Just 21 of the first 200 Fusiliers on the beach, later renamed Lancashire Landing in their honour, survived, while 600 were injured or killed.

Despite the heavy losses, the soldiers took the beach in an action later branded ‘Six Victoria Crosses before Breakfast’ after the spirited actions of six men from the regiment.

The huge crowd on Saturday watched the story of the Gallipoli disaster on big screens as they sat in sombre respect beneath the starry, chilly skies.

Australia’s prime minister Tony Abbott and New Zealand premier John Key were at the ceremony near Anzac Cove. Other dignitaries included Irish president Michael Higgins.

The Last Post was sounded and the sacrifice of the soldiers and their families was remembered in a minute’s silence.

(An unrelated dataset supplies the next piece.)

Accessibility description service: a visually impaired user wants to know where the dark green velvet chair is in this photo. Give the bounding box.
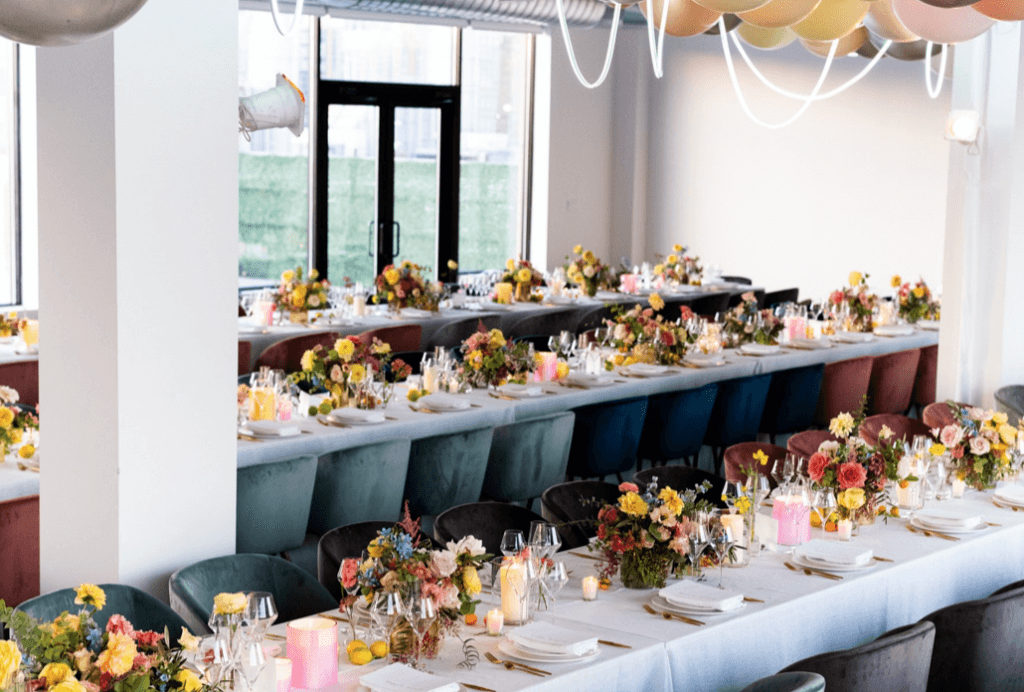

Afterwards, Mr Abbott said: “The sheer scale of what they attempted to do ... It was impossible but they did so much and almost succeeded.”

Meanwhile, a commemorative event was also held in Bury, while the six Victoria Cross medals ‘won before breakfast’ went on show together for the first time ever at the Fusiliers Museum, also in Bury.

Among the dead was Lieutenant and Quartermaster Norman Victor Holden, son of the Rev William and Kate Holden, from Brindle Rectory, Chorley.

It is in the town that an annual service of commemoration has been held every Sunday, the nearest to April 25, since 1916.

Next year, Blackburn Museum will be running community projects, one of them likely to be focssed on the Lancashire sacrifice in Gallipol.,.